The WEP has recently been tested for matter in Earth orbit with a precision of order 10-15. Antimatter has hitherto resisted direct, ballistic tests of the WEP due to the lack of a stable, electrically neutral, test particle. Electromagnetic forces on charged antiparticles make direct measurements in the Earth’s gravitational field extremely challenging . The gravitational force on a proton at the Earth’s surface is equivalent to that from an electric field of about 10-7 Vm-1. The situation with magnetic fields is even more dire: a cryogenic antiproton at 10 K would experience gravity-level forces in a magnetic field of order 10-10 T. Controlling stray fields to this level to unmask gravity is daunting. Experiments have, however, shown that confined, oscillating, charged antimatter particles behave as expected when considered as clocks in a gravitational field. The abilities to produce and confine antihydrogen now allow us to employ stable, neutral anti-atoms in dynamic experiments where gravity should play a role. Early considerations and a more recent proof-of-principle experiment in 2013 illustrated this potential. We describe here the initial results of a purpose-built experiment designed to observe the direction and the magnitude of the gravitational force on neutral antimatter.

This Year's Nobel Prize In Physics

The 2023 Nobel Prize in physics has been awarded to a team of scientists who created a ground-breaking technique using lasers to understand the extremely rapid movements of electrons, which were previously thought impossible to follow.

Pierre Agostini, Ferenc Krausz and Anne L’Huillier “demonstrated a way to create extremely short pulses of light that can be used to measure the rapid processes in which electrons move or change energy,” the Nobel committee said when the prize was announced in Stockholm on Tuesday.
From CNN.

Usually, the Nobel Prize in Physics goes to someone who made a major theoretical advance.

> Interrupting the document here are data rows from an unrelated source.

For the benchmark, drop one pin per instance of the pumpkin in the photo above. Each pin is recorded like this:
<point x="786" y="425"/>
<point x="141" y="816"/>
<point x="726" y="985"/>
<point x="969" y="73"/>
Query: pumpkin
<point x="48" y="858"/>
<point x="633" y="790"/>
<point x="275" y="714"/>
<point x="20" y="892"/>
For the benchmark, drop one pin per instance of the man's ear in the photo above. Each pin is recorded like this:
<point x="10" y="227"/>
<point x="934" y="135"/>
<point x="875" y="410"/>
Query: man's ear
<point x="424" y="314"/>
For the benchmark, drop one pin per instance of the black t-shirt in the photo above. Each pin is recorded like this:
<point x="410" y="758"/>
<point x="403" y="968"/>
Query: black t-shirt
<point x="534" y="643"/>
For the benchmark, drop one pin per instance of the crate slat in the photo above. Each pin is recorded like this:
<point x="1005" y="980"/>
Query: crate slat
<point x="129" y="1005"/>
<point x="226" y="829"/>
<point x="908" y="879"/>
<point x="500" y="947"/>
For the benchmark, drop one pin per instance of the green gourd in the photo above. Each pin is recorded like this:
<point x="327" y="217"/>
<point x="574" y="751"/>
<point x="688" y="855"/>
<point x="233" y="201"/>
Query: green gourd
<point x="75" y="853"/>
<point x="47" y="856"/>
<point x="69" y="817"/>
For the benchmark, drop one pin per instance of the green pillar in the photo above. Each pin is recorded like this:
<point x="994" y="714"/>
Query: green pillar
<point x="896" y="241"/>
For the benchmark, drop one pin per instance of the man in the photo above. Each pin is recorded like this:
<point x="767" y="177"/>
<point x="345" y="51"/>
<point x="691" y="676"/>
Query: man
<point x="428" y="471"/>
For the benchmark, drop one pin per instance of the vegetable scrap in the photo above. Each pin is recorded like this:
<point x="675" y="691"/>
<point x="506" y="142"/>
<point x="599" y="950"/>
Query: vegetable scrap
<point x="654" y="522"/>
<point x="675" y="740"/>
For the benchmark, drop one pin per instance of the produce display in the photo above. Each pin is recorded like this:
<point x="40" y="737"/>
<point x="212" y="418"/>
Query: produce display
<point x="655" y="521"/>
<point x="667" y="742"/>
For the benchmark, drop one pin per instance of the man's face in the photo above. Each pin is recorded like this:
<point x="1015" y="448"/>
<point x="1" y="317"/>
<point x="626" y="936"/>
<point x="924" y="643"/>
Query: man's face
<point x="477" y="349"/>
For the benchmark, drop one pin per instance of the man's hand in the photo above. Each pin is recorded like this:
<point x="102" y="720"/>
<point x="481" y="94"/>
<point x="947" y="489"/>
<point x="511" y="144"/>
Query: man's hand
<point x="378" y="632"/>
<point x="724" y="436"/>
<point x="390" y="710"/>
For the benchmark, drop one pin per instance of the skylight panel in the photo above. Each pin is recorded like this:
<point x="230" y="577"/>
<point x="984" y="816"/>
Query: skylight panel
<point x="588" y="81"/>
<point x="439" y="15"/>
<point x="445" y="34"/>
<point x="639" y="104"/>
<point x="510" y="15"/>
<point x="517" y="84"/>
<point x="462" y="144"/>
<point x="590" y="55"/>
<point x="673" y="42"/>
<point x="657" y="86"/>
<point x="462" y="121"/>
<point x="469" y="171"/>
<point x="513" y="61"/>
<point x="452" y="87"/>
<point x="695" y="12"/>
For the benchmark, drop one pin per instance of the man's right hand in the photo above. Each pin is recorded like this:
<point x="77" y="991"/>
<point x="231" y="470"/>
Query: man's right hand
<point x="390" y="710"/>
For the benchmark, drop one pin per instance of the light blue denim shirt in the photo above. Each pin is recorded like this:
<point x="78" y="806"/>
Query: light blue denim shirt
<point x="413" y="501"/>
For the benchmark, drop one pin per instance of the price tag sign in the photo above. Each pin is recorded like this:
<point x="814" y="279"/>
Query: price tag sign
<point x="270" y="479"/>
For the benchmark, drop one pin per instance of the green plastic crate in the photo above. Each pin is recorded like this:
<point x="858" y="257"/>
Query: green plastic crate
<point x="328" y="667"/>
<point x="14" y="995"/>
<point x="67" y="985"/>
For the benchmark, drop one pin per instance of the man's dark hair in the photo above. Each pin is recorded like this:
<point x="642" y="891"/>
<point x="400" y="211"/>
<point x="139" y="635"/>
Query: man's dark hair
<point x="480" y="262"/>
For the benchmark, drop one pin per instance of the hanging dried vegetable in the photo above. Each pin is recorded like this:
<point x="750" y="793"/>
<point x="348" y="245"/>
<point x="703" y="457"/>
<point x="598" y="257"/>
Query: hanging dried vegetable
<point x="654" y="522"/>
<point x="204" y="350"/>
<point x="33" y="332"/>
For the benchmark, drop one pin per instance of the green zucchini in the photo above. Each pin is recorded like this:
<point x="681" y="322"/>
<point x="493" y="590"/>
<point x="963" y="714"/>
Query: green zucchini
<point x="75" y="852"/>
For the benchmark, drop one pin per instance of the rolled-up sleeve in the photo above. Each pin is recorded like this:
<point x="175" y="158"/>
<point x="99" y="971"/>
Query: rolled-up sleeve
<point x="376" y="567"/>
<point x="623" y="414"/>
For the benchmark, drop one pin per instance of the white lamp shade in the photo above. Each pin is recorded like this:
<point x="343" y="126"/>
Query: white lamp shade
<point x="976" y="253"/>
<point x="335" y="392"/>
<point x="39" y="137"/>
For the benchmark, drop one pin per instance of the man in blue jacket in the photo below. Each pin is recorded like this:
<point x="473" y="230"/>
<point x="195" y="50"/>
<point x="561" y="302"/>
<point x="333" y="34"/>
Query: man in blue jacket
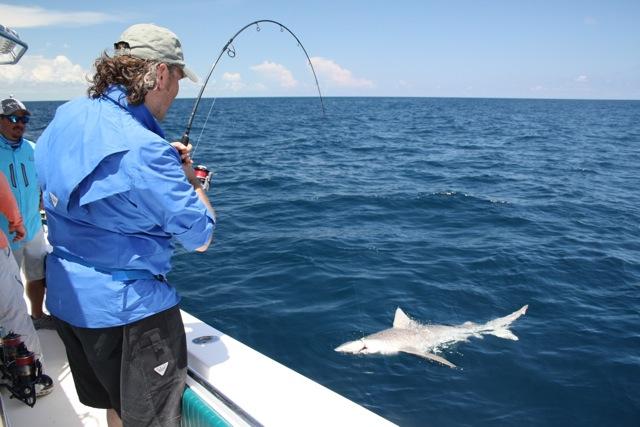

This year, however, the prize went to winners who developed a new experimental measurement technique.

This is fair. Experimentalists deserve their day in the sun and are absolutely critical to scientific advances in physics which are often under appreciated.

I wonder, however, if this choice doesn't also reflect ambivalence about which paths in the theoretical development of physics by physicists who are still alive and haven't yet received the prize, will turn out to be the right ones.